Heroku resets all user accounts after passwords are stolen

Heroku resets all users’ passwords. This is related to a previous security incident where OAuth tokens were misused to attack GitHub repos. Users’ passwords were also stolen.

Heroku has started notifying users. Since this week, they have been receiving e-mails stating that their passwords will be recovered. Users must create a new password for their Heroku accounts. Heroku warns that as a result, applications running on the platform may no longer work. The password reset also means that other applications that access the Heroku api will no longer work, the platform writes in the email. Users must first create new access tokens for this. The company also recommends that users enable multi-factor authentication, but it is not required to do so.

The reset is related to a previous security incident. In April it turned out that attackers stole OAuth tokens with which they downloaded data from private repos on GitHub. This happened from npm’s GitHub repo, among other things.
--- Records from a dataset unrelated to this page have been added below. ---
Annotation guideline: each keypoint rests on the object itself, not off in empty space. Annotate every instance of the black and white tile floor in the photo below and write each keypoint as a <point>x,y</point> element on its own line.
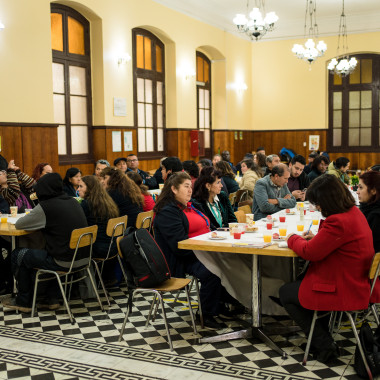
<point>49,347</point>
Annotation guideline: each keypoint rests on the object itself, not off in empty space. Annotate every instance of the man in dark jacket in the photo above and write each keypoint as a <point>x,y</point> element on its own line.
<point>56,215</point>
<point>298,181</point>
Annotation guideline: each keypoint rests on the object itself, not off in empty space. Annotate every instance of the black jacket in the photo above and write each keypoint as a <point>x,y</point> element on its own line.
<point>372,213</point>
<point>227,213</point>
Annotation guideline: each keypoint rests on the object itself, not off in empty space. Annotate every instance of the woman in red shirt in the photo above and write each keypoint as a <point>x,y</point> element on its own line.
<point>176,219</point>
<point>340,256</point>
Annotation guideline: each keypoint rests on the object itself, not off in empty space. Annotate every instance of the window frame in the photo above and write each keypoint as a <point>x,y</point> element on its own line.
<point>154,76</point>
<point>70,59</point>
<point>345,88</point>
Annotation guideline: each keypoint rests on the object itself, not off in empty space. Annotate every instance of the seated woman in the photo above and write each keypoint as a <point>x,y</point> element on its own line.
<point>176,219</point>
<point>228,176</point>
<point>98,207</point>
<point>251,174</point>
<point>148,200</point>
<point>71,182</point>
<point>340,256</point>
<point>125,193</point>
<point>213,202</point>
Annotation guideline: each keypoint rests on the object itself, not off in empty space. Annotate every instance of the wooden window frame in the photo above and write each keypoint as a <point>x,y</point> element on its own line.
<point>345,88</point>
<point>208,152</point>
<point>70,59</point>
<point>155,77</point>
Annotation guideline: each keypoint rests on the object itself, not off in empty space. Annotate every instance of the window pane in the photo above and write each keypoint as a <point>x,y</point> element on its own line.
<point>160,139</point>
<point>366,70</point>
<point>353,137</point>
<point>58,78</point>
<point>366,118</point>
<point>140,115</point>
<point>354,119</point>
<point>62,139</point>
<point>354,102</point>
<point>148,53</point>
<point>79,139</point>
<point>160,118</point>
<point>159,92</point>
<point>148,91</point>
<point>59,109</point>
<point>337,137</point>
<point>140,51</point>
<point>77,80</point>
<point>365,137</point>
<point>141,138</point>
<point>366,99</point>
<point>78,106</point>
<point>337,121</point>
<point>149,140</point>
<point>337,100</point>
<point>149,115</point>
<point>56,31</point>
<point>76,36</point>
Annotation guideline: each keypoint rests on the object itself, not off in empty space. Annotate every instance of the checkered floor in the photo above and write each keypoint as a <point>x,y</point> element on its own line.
<point>98,332</point>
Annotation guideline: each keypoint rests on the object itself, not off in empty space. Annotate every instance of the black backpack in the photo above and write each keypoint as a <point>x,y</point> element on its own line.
<point>144,262</point>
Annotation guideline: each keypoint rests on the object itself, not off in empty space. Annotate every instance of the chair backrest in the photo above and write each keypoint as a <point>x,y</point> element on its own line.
<point>144,219</point>
<point>246,209</point>
<point>117,226</point>
<point>240,216</point>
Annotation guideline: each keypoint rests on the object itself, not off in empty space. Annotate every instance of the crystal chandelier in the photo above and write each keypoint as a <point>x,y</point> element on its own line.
<point>345,65</point>
<point>257,25</point>
<point>310,52</point>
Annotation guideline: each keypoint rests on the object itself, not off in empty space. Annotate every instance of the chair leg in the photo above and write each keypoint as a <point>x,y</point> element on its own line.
<point>309,338</point>
<point>359,345</point>
<point>190,309</point>
<point>165,320</point>
<point>95,290</point>
<point>101,282</point>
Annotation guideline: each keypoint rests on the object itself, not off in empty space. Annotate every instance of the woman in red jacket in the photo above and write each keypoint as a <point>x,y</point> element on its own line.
<point>340,256</point>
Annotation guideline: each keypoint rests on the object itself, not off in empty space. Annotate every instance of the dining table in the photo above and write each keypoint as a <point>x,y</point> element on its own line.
<point>252,244</point>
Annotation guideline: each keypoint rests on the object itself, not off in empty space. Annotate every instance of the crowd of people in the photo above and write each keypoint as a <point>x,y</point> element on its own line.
<point>194,200</point>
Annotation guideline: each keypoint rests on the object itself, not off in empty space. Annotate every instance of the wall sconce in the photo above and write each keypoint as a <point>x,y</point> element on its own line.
<point>123,59</point>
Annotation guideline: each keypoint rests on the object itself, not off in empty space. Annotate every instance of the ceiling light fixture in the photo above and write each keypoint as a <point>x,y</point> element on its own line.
<point>256,26</point>
<point>344,65</point>
<point>310,52</point>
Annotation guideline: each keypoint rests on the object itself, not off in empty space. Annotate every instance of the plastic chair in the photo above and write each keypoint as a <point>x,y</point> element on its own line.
<point>171,285</point>
<point>81,237</point>
<point>373,275</point>
<point>115,227</point>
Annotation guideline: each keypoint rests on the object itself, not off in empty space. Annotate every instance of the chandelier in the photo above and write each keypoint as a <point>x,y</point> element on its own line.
<point>256,25</point>
<point>342,66</point>
<point>310,51</point>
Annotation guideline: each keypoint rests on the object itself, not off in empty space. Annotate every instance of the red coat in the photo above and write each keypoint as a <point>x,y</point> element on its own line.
<point>341,255</point>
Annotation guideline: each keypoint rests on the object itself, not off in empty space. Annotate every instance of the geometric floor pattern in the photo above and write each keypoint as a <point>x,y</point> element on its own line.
<point>48,346</point>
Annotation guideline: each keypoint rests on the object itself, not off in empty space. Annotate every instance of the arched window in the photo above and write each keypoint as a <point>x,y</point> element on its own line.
<point>149,93</point>
<point>70,42</point>
<point>204,100</point>
<point>354,107</point>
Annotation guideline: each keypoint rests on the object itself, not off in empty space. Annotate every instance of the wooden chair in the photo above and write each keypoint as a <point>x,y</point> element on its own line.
<point>115,227</point>
<point>373,275</point>
<point>171,285</point>
<point>144,220</point>
<point>81,237</point>
<point>240,216</point>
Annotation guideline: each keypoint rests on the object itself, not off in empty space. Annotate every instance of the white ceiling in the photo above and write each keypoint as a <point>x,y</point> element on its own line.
<point>362,15</point>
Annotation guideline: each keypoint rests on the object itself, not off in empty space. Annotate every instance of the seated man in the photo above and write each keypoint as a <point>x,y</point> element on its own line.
<point>133,165</point>
<point>298,180</point>
<point>271,161</point>
<point>272,194</point>
<point>56,215</point>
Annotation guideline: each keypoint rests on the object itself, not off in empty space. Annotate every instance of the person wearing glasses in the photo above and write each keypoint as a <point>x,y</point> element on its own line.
<point>133,165</point>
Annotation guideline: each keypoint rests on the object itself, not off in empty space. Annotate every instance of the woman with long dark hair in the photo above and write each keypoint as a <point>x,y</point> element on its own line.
<point>125,193</point>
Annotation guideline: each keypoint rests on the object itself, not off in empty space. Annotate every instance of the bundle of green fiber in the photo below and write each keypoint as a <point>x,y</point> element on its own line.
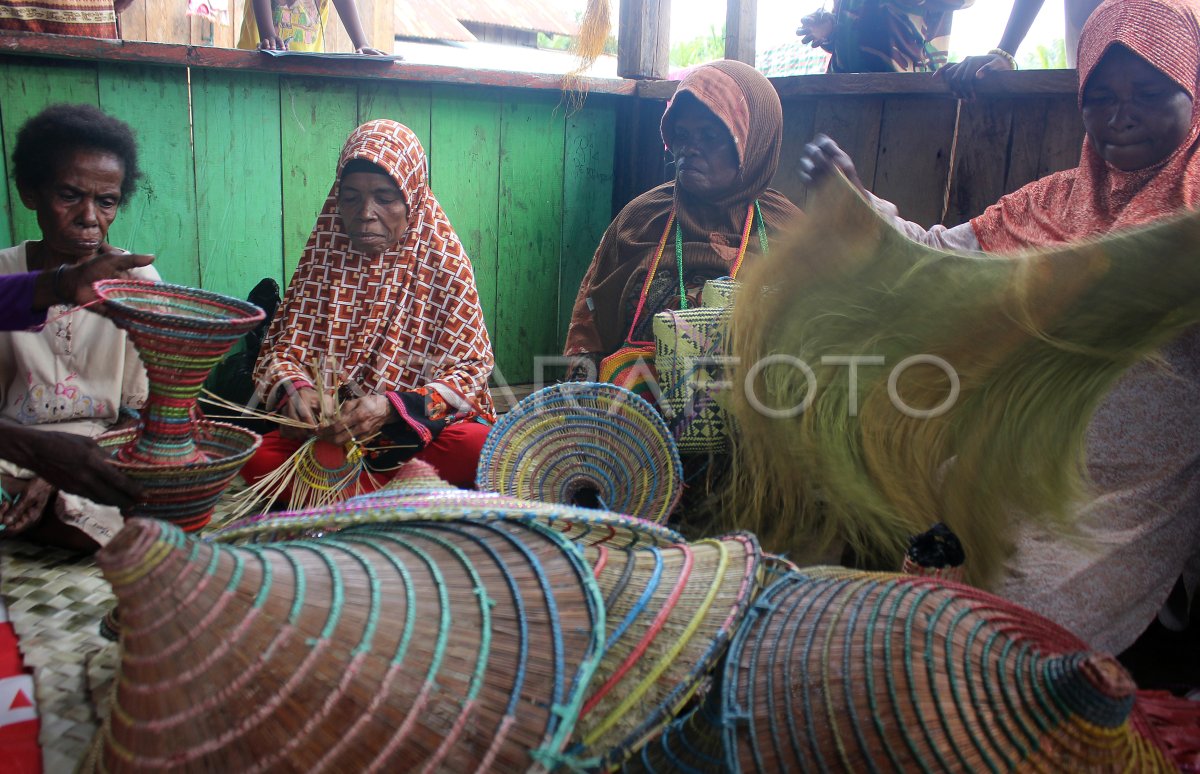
<point>987,426</point>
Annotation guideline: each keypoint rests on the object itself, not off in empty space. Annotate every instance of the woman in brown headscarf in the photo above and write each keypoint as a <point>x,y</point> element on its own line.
<point>724,127</point>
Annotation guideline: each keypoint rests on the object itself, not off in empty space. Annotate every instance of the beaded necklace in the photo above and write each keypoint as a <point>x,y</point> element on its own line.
<point>754,209</point>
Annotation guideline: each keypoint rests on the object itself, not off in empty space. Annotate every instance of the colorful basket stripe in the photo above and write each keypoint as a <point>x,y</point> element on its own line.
<point>585,438</point>
<point>856,671</point>
<point>417,493</point>
<point>448,646</point>
<point>671,612</point>
<point>187,492</point>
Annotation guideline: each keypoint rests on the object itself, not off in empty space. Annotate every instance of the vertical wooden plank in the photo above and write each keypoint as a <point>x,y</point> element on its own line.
<point>532,141</point>
<point>1063,137</point>
<point>167,22</point>
<point>465,159</point>
<point>405,102</point>
<point>587,191</point>
<point>915,155</point>
<point>161,217</point>
<point>5,202</point>
<point>25,89</point>
<point>316,118</point>
<point>853,123</point>
<point>741,30</point>
<point>133,22</point>
<point>238,173</point>
<point>799,118</point>
<point>981,161</point>
<point>1025,149</point>
<point>643,47</point>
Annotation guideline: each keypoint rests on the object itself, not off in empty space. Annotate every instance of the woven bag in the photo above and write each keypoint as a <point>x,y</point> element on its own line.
<point>689,354</point>
<point>718,293</point>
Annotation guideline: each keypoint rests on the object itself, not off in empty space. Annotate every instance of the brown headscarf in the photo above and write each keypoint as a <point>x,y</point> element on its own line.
<point>745,102</point>
<point>1096,197</point>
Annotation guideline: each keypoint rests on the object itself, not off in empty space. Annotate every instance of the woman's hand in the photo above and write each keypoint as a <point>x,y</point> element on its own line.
<point>821,157</point>
<point>303,405</point>
<point>359,419</point>
<point>961,77</point>
<point>816,28</point>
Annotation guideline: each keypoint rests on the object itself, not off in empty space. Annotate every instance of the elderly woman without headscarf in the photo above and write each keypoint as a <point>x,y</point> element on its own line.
<point>1138,66</point>
<point>724,127</point>
<point>383,305</point>
<point>75,167</point>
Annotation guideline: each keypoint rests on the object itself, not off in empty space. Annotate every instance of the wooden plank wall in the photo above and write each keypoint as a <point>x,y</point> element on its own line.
<point>903,144</point>
<point>167,22</point>
<point>527,185</point>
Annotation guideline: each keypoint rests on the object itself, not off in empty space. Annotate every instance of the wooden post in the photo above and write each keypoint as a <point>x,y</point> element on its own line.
<point>643,39</point>
<point>741,28</point>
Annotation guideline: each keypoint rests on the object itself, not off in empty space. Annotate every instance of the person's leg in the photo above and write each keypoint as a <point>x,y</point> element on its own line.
<point>455,453</point>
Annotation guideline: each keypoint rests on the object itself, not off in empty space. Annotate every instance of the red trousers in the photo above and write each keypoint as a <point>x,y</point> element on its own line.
<point>454,454</point>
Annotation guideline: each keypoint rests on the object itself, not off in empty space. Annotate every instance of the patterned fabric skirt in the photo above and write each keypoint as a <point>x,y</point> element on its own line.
<point>89,18</point>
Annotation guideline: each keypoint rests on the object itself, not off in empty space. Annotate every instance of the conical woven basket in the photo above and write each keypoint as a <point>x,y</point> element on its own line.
<point>418,493</point>
<point>671,613</point>
<point>585,438</point>
<point>418,647</point>
<point>838,670</point>
<point>186,493</point>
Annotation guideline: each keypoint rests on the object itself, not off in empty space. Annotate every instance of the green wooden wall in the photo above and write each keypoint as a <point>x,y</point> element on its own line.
<point>237,165</point>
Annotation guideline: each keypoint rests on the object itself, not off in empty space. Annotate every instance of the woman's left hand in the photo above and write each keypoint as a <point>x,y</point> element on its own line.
<point>358,420</point>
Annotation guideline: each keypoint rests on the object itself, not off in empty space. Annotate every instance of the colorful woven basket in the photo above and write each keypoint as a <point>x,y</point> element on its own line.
<point>180,335</point>
<point>418,493</point>
<point>419,647</point>
<point>186,493</point>
<point>691,347</point>
<point>855,671</point>
<point>670,616</point>
<point>581,439</point>
<point>718,293</point>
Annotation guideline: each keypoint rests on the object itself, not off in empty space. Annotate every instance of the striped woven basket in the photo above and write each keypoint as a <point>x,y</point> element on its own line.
<point>582,439</point>
<point>418,493</point>
<point>855,671</point>
<point>718,293</point>
<point>690,346</point>
<point>671,613</point>
<point>186,493</point>
<point>419,647</point>
<point>180,335</point>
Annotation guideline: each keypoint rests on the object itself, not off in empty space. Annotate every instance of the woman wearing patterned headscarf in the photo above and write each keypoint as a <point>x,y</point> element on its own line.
<point>384,307</point>
<point>1138,66</point>
<point>725,129</point>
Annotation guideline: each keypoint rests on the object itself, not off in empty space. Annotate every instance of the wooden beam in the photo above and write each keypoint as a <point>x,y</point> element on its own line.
<point>93,49</point>
<point>741,30</point>
<point>643,39</point>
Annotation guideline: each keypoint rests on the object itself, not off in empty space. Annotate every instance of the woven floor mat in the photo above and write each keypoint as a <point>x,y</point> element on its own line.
<point>55,600</point>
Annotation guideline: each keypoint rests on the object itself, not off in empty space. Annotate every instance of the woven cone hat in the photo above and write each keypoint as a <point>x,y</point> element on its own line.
<point>839,670</point>
<point>412,647</point>
<point>418,493</point>
<point>671,613</point>
<point>582,437</point>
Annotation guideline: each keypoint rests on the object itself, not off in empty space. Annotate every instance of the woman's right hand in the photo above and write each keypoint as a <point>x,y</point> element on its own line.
<point>821,157</point>
<point>961,77</point>
<point>304,406</point>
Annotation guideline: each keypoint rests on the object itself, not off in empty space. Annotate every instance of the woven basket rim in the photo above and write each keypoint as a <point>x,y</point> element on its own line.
<point>148,288</point>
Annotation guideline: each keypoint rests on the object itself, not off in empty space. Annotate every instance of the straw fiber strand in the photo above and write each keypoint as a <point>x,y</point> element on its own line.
<point>447,646</point>
<point>417,493</point>
<point>580,439</point>
<point>850,671</point>
<point>671,613</point>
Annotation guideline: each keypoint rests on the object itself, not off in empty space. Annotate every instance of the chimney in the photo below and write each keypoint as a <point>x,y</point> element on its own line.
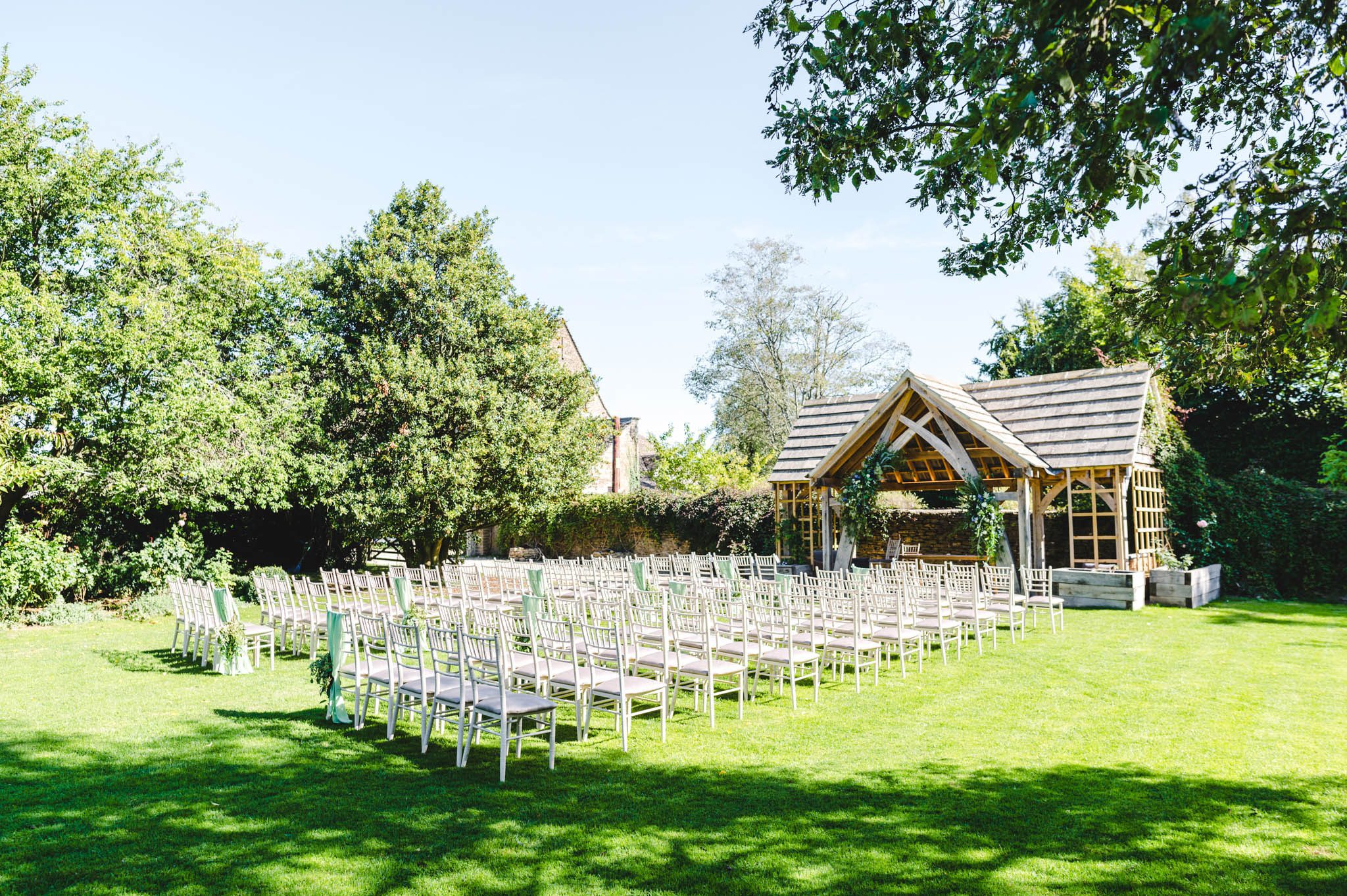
<point>618,438</point>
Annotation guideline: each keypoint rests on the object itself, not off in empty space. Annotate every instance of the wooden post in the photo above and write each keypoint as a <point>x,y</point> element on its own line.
<point>1041,525</point>
<point>1025,525</point>
<point>827,528</point>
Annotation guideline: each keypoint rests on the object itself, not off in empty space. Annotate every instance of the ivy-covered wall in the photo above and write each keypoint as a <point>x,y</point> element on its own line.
<point>722,521</point>
<point>1275,537</point>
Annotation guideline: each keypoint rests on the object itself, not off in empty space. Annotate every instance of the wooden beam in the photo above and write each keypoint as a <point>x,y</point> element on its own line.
<point>826,498</point>
<point>962,466</point>
<point>1041,541</point>
<point>910,432</point>
<point>961,460</point>
<point>1025,532</point>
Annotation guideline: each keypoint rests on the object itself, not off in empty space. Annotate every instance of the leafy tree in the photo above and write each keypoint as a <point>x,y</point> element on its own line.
<point>1032,120</point>
<point>780,344</point>
<point>1238,415</point>
<point>139,360</point>
<point>1078,327</point>
<point>695,466</point>
<point>445,404</point>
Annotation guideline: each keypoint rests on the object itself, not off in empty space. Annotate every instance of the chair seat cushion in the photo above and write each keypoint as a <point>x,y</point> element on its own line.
<point>632,685</point>
<point>516,703</point>
<point>852,644</point>
<point>786,655</point>
<point>664,659</point>
<point>587,676</point>
<point>430,682</point>
<point>888,632</point>
<point>713,668</point>
<point>367,669</point>
<point>935,623</point>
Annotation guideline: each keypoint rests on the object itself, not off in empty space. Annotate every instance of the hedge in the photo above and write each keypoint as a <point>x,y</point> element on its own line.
<point>1279,538</point>
<point>721,521</point>
<point>1273,537</point>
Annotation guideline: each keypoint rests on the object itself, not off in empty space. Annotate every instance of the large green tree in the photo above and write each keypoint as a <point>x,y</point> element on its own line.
<point>1028,123</point>
<point>1272,419</point>
<point>445,404</point>
<point>779,343</point>
<point>142,367</point>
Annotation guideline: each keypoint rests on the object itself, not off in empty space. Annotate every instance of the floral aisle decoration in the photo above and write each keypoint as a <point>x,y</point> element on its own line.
<point>231,654</point>
<point>861,492</point>
<point>230,638</point>
<point>984,519</point>
<point>322,672</point>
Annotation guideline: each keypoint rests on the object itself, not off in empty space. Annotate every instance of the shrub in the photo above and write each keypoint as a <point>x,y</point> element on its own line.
<point>720,521</point>
<point>1279,537</point>
<point>149,605</point>
<point>244,588</point>
<point>65,613</point>
<point>34,571</point>
<point>173,556</point>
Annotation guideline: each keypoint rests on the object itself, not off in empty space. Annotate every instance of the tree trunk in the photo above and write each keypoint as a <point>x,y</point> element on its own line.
<point>9,501</point>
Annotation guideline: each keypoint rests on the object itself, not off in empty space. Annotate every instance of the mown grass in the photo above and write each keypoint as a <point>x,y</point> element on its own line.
<point>1167,751</point>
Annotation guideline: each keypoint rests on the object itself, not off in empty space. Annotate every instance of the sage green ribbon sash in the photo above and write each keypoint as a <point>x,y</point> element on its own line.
<point>402,592</point>
<point>226,607</point>
<point>228,611</point>
<point>339,644</point>
<point>537,592</point>
<point>535,583</point>
<point>639,575</point>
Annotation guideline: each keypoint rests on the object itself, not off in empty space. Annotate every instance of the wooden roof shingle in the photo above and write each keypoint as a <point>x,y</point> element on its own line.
<point>1073,419</point>
<point>822,424</point>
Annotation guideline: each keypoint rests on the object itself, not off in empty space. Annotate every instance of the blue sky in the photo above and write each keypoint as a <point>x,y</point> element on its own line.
<point>619,146</point>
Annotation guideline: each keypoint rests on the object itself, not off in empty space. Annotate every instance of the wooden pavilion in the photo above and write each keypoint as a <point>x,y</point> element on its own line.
<point>1078,439</point>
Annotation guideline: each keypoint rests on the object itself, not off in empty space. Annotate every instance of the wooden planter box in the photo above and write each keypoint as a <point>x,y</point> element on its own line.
<point>1185,587</point>
<point>1098,588</point>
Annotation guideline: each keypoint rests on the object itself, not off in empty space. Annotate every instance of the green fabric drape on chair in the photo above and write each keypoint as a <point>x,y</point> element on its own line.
<point>403,594</point>
<point>227,610</point>
<point>339,645</point>
<point>639,575</point>
<point>534,600</point>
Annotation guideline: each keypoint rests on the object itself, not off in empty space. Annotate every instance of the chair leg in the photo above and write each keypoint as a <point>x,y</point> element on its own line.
<point>551,742</point>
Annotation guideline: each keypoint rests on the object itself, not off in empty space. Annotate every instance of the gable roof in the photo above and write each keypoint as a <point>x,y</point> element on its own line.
<point>1052,421</point>
<point>822,424</point>
<point>1074,419</point>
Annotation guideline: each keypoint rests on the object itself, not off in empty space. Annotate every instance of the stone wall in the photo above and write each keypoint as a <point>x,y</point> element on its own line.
<point>941,532</point>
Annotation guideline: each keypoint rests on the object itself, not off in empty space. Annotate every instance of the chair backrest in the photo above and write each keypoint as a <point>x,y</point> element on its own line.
<point>372,635</point>
<point>407,661</point>
<point>445,654</point>
<point>487,665</point>
<point>1037,582</point>
<point>997,580</point>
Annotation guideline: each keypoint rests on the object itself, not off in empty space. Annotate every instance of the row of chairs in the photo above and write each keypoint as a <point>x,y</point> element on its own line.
<point>631,653</point>
<point>197,619</point>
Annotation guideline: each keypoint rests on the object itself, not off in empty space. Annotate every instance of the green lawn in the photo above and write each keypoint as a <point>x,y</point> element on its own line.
<point>1169,751</point>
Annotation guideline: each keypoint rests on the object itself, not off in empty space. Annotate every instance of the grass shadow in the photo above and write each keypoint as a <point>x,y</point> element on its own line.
<point>262,802</point>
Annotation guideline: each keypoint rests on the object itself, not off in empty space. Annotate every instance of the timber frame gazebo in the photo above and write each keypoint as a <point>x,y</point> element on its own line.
<point>1082,438</point>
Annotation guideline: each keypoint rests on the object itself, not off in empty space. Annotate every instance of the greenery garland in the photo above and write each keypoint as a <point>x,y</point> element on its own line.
<point>985,523</point>
<point>862,490</point>
<point>321,673</point>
GitHub then reported that those tokens came from two services that offered OAuth integration. That was Heroku and Travis-CI. Heroku previously withdrew access tokens from users’ applications.

Initially, it was not clear what the exact extent of the incident was. Tokens were also revoked from users who did not have GitHub integration with Heroku. The current password reset also applies to all Heroku accounts. heroku writes now in an update that attackers gained access to Heroku’s own private repos that also contained source code. The attackers also had access to a database containing an unknown number of hashed and salted passwords. Heroku owner Salesforce then decided to reset all user credentials.